Having a regular schedule for activities is crucial, Manolo stressed.
“Organizing your day by instilling desired habits at specific time blocks can help make things automatic to do. With the quarantine, we’re virtually living in repetitive days and such an environment is conducive for creating systems,” pointed out the former “Pinoy Big Brother” teen housemate.
One of the things that has been keeping Manolo busy is reading books. He has finished 41 while in quarantine and even he is surprised. His reading list includes “Meditations” by Marcus Aurelius, “Man’s Search for Meaning” by Viktor Frankl and “The E-Myth” by Michael Gerber.
“It’s not the amount of books [you] read that’s important—it’s the knowledge gained,” he said.
Another passion of his is fitness. But he had to come to terms with the fact that resources are limited and that he needed to find new alternatives.
“With the restrictions of quarantine, for example, I couldn’t go to the gym, which is my No. 1 passion,” he said. “I accepted that and learned to be creative on how I can still train effectively. I realized that you could get away without requiring much—I was even able to build muscle!”
“The only thing I can’t be content with is the lack of haircut,” jested the 22-year-old actor, who moved to the Kapuso network in 2018 and was last seen in the 2019 drama series “Inagaw na Bituin.”
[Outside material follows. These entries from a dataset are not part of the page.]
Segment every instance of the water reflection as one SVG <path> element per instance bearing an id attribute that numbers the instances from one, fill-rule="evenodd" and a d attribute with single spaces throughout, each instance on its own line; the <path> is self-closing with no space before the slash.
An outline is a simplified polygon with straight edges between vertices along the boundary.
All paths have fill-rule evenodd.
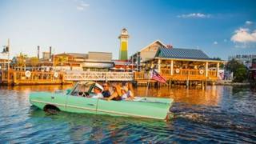
<path id="1" fill-rule="evenodd" d="M 146 90 L 146 87 L 138 87 L 135 94 L 144 96 Z M 150 88 L 148 92 L 149 96 L 171 98 L 177 102 L 206 106 L 218 106 L 222 93 L 223 86 L 207 86 L 206 90 L 183 86 Z"/>
<path id="2" fill-rule="evenodd" d="M 72 86 L 0 87 L 0 143 L 228 142 L 256 142 L 256 91 L 244 86 L 151 88 L 149 95 L 172 98 L 170 122 L 77 114 L 48 115 L 31 107 L 29 94 Z M 135 89 L 145 95 L 146 87 Z"/>

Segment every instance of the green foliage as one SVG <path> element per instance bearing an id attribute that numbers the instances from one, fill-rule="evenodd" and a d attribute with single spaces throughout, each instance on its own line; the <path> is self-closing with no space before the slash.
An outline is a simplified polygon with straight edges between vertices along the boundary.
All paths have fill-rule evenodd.
<path id="1" fill-rule="evenodd" d="M 237 60 L 232 59 L 227 62 L 226 70 L 233 72 L 234 82 L 242 82 L 247 78 L 247 69 L 246 66 Z"/>
<path id="2" fill-rule="evenodd" d="M 218 60 L 218 61 L 222 61 L 222 58 L 214 58 L 214 59 Z M 223 69 L 224 68 L 224 64 L 223 63 L 220 63 L 219 68 Z"/>
<path id="3" fill-rule="evenodd" d="M 17 57 L 16 66 L 26 66 L 26 58 L 27 58 L 26 54 L 20 53 Z"/>
<path id="4" fill-rule="evenodd" d="M 38 57 L 30 58 L 30 63 L 32 66 L 37 66 L 39 64 L 39 59 Z"/>

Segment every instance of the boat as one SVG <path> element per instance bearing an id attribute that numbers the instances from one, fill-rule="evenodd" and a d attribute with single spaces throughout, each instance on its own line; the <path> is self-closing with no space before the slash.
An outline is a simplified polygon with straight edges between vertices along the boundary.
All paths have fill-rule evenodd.
<path id="1" fill-rule="evenodd" d="M 171 98 L 135 97 L 133 101 L 106 101 L 101 98 L 80 96 L 93 94 L 95 82 L 77 82 L 65 91 L 35 92 L 30 94 L 30 102 L 45 111 L 108 114 L 168 120 L 170 118 Z M 51 111 L 53 112 L 53 111 Z"/>

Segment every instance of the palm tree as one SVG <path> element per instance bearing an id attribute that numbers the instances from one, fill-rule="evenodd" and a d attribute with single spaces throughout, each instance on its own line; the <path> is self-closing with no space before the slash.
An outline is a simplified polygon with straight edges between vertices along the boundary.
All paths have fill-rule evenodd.
<path id="1" fill-rule="evenodd" d="M 37 66 L 38 63 L 39 63 L 39 59 L 38 57 L 30 58 L 30 64 L 32 66 L 32 70 L 33 70 L 33 67 Z"/>
<path id="2" fill-rule="evenodd" d="M 67 56 L 58 56 L 55 59 L 57 65 L 63 66 L 64 63 L 68 62 L 68 57 Z"/>

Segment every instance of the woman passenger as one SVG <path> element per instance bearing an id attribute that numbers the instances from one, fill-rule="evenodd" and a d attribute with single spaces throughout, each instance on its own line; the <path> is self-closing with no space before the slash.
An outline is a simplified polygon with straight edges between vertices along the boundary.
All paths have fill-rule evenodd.
<path id="1" fill-rule="evenodd" d="M 127 91 L 127 97 L 130 99 L 134 99 L 134 87 L 133 87 L 133 84 L 129 82 L 128 83 L 128 91 Z"/>
<path id="2" fill-rule="evenodd" d="M 114 100 L 120 101 L 122 100 L 122 92 L 120 85 L 117 84 L 113 86 L 113 93 L 110 97 L 107 98 L 106 100 Z"/>

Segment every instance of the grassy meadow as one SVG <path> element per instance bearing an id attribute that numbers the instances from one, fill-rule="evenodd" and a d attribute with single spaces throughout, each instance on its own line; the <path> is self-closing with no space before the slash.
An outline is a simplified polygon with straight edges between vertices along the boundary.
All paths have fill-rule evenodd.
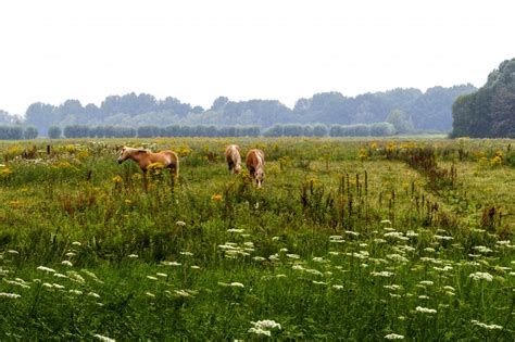
<path id="1" fill-rule="evenodd" d="M 513 341 L 513 142 L 0 142 L 0 341 Z"/>

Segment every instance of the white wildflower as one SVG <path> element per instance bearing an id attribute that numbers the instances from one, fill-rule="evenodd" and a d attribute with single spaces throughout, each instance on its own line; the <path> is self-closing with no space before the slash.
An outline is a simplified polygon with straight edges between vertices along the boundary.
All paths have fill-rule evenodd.
<path id="1" fill-rule="evenodd" d="M 485 328 L 485 329 L 488 329 L 488 330 L 502 330 L 502 326 L 487 325 L 487 324 L 480 322 L 479 320 L 476 320 L 476 319 L 470 320 L 470 322 L 475 326 L 478 326 L 478 327 L 481 327 L 481 328 Z"/>
<path id="2" fill-rule="evenodd" d="M 47 271 L 47 273 L 52 273 L 52 274 L 55 273 L 55 269 L 52 269 L 52 268 L 49 268 L 49 267 L 46 267 L 46 266 L 38 266 L 37 269 L 42 270 L 42 271 Z"/>
<path id="3" fill-rule="evenodd" d="M 279 254 L 277 254 L 277 253 L 276 253 L 276 254 L 272 254 L 271 256 L 268 256 L 268 258 L 269 258 L 271 261 L 273 261 L 273 262 L 276 262 L 276 261 L 279 259 Z"/>
<path id="4" fill-rule="evenodd" d="M 280 325 L 278 322 L 276 322 L 275 320 L 271 320 L 271 319 L 251 321 L 251 324 L 254 325 L 254 327 L 260 327 L 260 328 L 264 328 L 264 329 L 275 329 L 275 328 L 281 329 Z"/>
<path id="5" fill-rule="evenodd" d="M 5 281 L 7 283 L 9 283 L 11 286 L 20 287 L 22 289 L 30 289 L 30 287 L 28 284 L 26 284 L 25 281 L 7 280 L 7 279 L 3 279 L 3 281 Z"/>
<path id="6" fill-rule="evenodd" d="M 492 250 L 490 250 L 489 248 L 485 245 L 475 245 L 473 249 L 478 251 L 479 253 L 485 253 L 485 254 L 492 252 Z"/>
<path id="7" fill-rule="evenodd" d="M 161 262 L 161 264 L 163 264 L 165 266 L 180 266 L 180 265 L 183 265 L 183 264 L 177 263 L 177 262 Z"/>
<path id="8" fill-rule="evenodd" d="M 230 229 L 227 229 L 227 232 L 243 232 L 244 229 L 237 229 L 237 228 L 230 228 Z"/>
<path id="9" fill-rule="evenodd" d="M 381 271 L 373 271 L 370 273 L 374 277 L 384 277 L 384 278 L 390 278 L 394 274 L 388 270 L 381 270 Z"/>
<path id="10" fill-rule="evenodd" d="M 80 276 L 76 271 L 67 271 L 66 275 L 68 275 L 68 278 L 72 281 L 79 282 L 79 283 L 85 283 L 86 282 L 86 279 L 84 279 L 83 276 Z"/>
<path id="11" fill-rule="evenodd" d="M 108 337 L 101 335 L 99 333 L 93 334 L 95 338 L 99 339 L 102 342 L 116 342 L 114 339 L 110 339 Z"/>
<path id="12" fill-rule="evenodd" d="M 177 294 L 178 296 L 191 296 L 190 293 L 186 292 L 185 290 L 174 290 L 174 293 Z"/>
<path id="13" fill-rule="evenodd" d="M 304 271 L 314 276 L 324 276 L 324 274 L 319 271 L 318 269 L 305 268 Z"/>
<path id="14" fill-rule="evenodd" d="M 21 295 L 16 293 L 0 292 L 0 297 L 17 300 L 18 297 L 21 297 Z"/>
<path id="15" fill-rule="evenodd" d="M 400 254 L 388 254 L 387 258 L 397 263 L 407 263 L 409 259 Z"/>
<path id="16" fill-rule="evenodd" d="M 434 308 L 428 308 L 428 307 L 423 307 L 423 306 L 417 306 L 415 308 L 417 313 L 423 313 L 423 314 L 436 314 L 437 311 Z"/>
<path id="17" fill-rule="evenodd" d="M 244 286 L 241 282 L 236 282 L 236 281 L 231 282 L 230 286 L 233 288 L 244 288 Z"/>
<path id="18" fill-rule="evenodd" d="M 394 284 L 394 283 L 389 284 L 389 286 L 384 286 L 384 288 L 389 289 L 389 290 L 394 290 L 394 291 L 402 289 L 401 286 L 398 286 L 398 284 Z"/>
<path id="19" fill-rule="evenodd" d="M 444 241 L 454 240 L 453 237 L 443 237 L 443 236 L 438 236 L 438 235 L 435 235 L 435 239 L 444 240 Z"/>
<path id="20" fill-rule="evenodd" d="M 315 263 L 327 263 L 328 261 L 324 259 L 322 256 L 315 256 L 313 257 L 313 261 Z"/>
<path id="21" fill-rule="evenodd" d="M 477 271 L 477 273 L 470 274 L 468 278 L 472 278 L 473 280 L 476 280 L 476 281 L 482 280 L 482 279 L 487 281 L 493 280 L 493 276 L 486 271 Z"/>
<path id="22" fill-rule="evenodd" d="M 252 332 L 252 333 L 255 333 L 255 334 L 264 334 L 266 337 L 272 337 L 272 332 L 269 330 L 264 330 L 264 329 L 255 328 L 255 327 L 250 328 L 248 332 Z"/>

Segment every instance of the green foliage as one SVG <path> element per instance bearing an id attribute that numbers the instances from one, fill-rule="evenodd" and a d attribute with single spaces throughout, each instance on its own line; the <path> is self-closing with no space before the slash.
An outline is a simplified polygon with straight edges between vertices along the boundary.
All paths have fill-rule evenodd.
<path id="1" fill-rule="evenodd" d="M 515 59 L 504 61 L 476 92 L 453 104 L 453 137 L 515 137 Z"/>
<path id="2" fill-rule="evenodd" d="M 158 167 L 143 191 L 115 163 L 128 141 L 177 151 L 179 179 Z M 229 142 L 265 152 L 262 189 L 227 173 Z M 46 143 L 0 143 L 1 340 L 513 337 L 515 169 L 459 159 L 508 160 L 506 141 Z M 426 190 L 452 161 L 469 174 Z"/>
<path id="3" fill-rule="evenodd" d="M 50 139 L 61 138 L 61 132 L 62 132 L 62 130 L 61 130 L 61 127 L 59 127 L 59 126 L 50 126 L 48 128 L 48 137 Z"/>
<path id="4" fill-rule="evenodd" d="M 448 131 L 451 128 L 451 104 L 461 94 L 469 93 L 472 86 L 452 88 L 435 87 L 425 93 L 417 89 L 394 89 L 385 92 L 365 93 L 355 98 L 344 97 L 339 92 L 314 94 L 309 99 L 299 99 L 291 110 L 276 100 L 230 101 L 219 97 L 209 110 L 191 106 L 168 97 L 155 99 L 151 94 L 134 92 L 124 96 L 109 96 L 100 106 L 89 103 L 85 106 L 78 100 L 66 100 L 60 105 L 33 103 L 26 111 L 26 125 L 34 125 L 42 136 L 48 135 L 52 125 L 88 125 L 89 127 L 117 126 L 127 127 L 159 126 L 160 129 L 171 125 L 178 126 L 258 126 L 268 129 L 274 125 L 303 125 L 304 136 L 324 137 L 324 126 L 330 125 L 370 125 L 382 123 L 390 112 L 399 110 L 406 113 L 416 129 Z M 14 116 L 3 116 L 11 123 Z M 2 115 L 0 115 L 0 121 Z M 316 132 L 311 126 L 319 124 Z M 142 128 L 141 128 L 142 129 Z M 155 127 L 153 128 L 155 130 Z M 296 131 L 287 135 L 298 136 Z M 101 136 L 90 132 L 88 136 Z M 117 135 L 120 136 L 120 135 Z M 156 137 L 155 132 L 145 131 L 145 137 Z M 169 135 L 165 135 L 169 136 Z M 202 134 L 204 136 L 204 134 Z"/>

Manolo also opts to limit his time on social media to avoid distractions and commit to his tasks. True enough, he has posted only seven times this year on Instagram.
“To do this, I had my phone off most of the time, which means not much social media. With enough practice, you can enter a flow state. And you will be wondering where all the time went [while] actually enjoying your newfound habits,” he elated.
And while he considers himself as an introvert, solitude—although a familiar territory—is still a challenge to him during the quarantine.
“Self-communication is an underrated skill. You got to master yourself first, before anything else,” Manola said, adding that solitude may be important for self-growth.